If I multiply the coefficients of a trace-class operator with bounded complex numbers is it still trace class?

Question

Suppose that $T \in TC(l^2( \mathbb{Z}))$ is trace class. Consider its kernel $ T(i,j) = \langle e_i, T e_j \rangle $ where $ \{e_i\}_{i \in \mathbb{Z}}$ is an ONB for $l^2( \mathbb{Z})$. Now, consider the operator given by the kernel $T(i,j) K(i,j) $ for some numbers $K(i,j)$ such that $\sup_{i,j} \vert K(i,j)\vert < \infty$.

Is this operator still trace class?

My thoughts: The new operator is the Hadamard/Schur product of $K \circ T$ for some operator $K$ which we do not know is bounded. If $K$ is bounded in operator norm then $\vert \vert K \circ T \vert \vert_1 \leq \vert \vert K \vert \vert_\infty \vert \vert T \vert \vert_1 $. But our condition on $K$ is not enough to ensure that.

We can split $K$ and $T$ up into real and imaginary parts and then their real and imaginary parts into positive and negative parts. By a triangle inequality we can estimate each of the 16 terms $K_i \circ T_j$ where $K_i$ and $T_j$ are positive.

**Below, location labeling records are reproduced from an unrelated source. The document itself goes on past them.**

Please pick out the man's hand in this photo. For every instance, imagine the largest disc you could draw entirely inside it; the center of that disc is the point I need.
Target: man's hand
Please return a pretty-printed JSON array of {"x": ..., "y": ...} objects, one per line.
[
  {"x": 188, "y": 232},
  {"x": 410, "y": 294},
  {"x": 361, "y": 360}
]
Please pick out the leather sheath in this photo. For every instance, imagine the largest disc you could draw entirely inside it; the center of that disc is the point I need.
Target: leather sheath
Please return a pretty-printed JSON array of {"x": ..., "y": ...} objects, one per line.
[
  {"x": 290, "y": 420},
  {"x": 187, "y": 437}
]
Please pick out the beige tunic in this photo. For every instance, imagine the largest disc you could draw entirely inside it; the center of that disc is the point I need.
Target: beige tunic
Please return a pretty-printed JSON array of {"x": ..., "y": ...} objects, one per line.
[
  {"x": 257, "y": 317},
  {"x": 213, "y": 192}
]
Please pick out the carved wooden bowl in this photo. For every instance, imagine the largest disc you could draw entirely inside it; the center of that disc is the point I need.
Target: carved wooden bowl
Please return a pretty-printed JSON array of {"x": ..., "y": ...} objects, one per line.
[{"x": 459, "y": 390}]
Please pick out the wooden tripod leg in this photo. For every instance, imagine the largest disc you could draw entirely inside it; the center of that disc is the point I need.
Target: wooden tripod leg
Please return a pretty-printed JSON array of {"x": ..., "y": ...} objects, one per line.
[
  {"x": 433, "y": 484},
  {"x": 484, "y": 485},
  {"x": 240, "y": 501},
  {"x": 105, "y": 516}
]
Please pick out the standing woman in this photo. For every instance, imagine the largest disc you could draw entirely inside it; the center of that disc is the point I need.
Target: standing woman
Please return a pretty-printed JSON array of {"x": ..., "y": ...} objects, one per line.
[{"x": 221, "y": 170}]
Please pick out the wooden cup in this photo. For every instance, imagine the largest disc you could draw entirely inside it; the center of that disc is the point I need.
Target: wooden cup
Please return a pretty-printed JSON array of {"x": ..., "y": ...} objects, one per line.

By the Schur product theorem then $K_i \circ T_j$ is also positive. Hence we can compute its trace norm by \begin{align*} \vert \vert K_i \circ T_j \vert \vert_1 &= Tr( K_i \circ T_j ) = \sum_n K_i(n,n) T_j(n,n)\\ &\leq \sup_{n} K_i(n,n) \sum_n T_j(n,n) \leq \sup_{n} K_i(n,n) \vert \vert T_j \vert \vert_1 \leq \sup_{n} K_i(n,n) \vert \vert T \vert \vert_1 \end{align*}  where $K_i(n,n), T_j(n,n) \geq 0$ since $K_i$ and $T_j$ are positive operators. We can bound the matrix elements of the real and imaginary parts of $K$, but unfortunately we can't bound the the matrix elements of the positive and negative parts. I suspect one can use this insight to construct a counterexample.

Answer 1

It's a little more complicated than I thought! Frederik Ravn Klausen pointed out an error. Still, I maintain that the product needn't even be bounded.

As the answer to this question shows, in $M_n$ you can find a unitary $U$ and an matrix $A$ whose entries all have modulus 1, whose Hadamard product $A\bullet U$ has operator norm $\sqrt{n}$. Using the duality between operator norm and trace class norm, find a trace class matrix $B$ with trace norm 1 such that ${\rm tr}(B^*(A\bullet U)) = \sqrt{n}$.

We have an identity ${\rm tr}(B^*(A\bullet U)) = {\rm tr}((A\bullet B)^*U)$. Therefore the trace norm of $A\bullet B$ is at least (in fact, exactly) $\sqrt{n}$. Now $\bigoplus 2^{-n} B_{5^n}$ is trace class, and its Hadamard product with $\bigoplus A_{5^n}$ is unbounded.

Answer 2

Nik Weaver's answer gives a nice counter-example. Let me just say a few words of context. Kernels $K$ for which $KT$ is trace-class for all trace-class $T$ are called Schur multipliers. (Not to be confused with an unrelated, and more common, term from group theory). I believe this is because of Schur's 1911 paper (Crelle's journl, in German).

A more modern approach recognises links with completely bounded maps, the Haagerup tensor product, and so forth. One comment is that as the bounded linear operators and the trace-class operators are in duality, we can instead consider kernels which multiply bounded operators to bounded operators, and this is the more common framing of the question. References I know are Pisier's work (JSTOR) and Spronk's paper (PLMS). In particular, we have the following characterisation of such kernels $K$: there must be some Hilbert space $H$ and vectors $\xi_i, \eta_j$ in $H$ with $\sup_i\|\xi_i\|<\infty, \sup_j\|\eta_j\|<\infty$ and $K(i,j) = (\xi_i|\eta_j)$ for all $i,j$. This open up the idea of using the theory of tensor norms on Banach spaces to study such maps, which is (roughly speaking) what Pisier does in the cited paper.

I am not aware of a canonical reference; perhaps others are?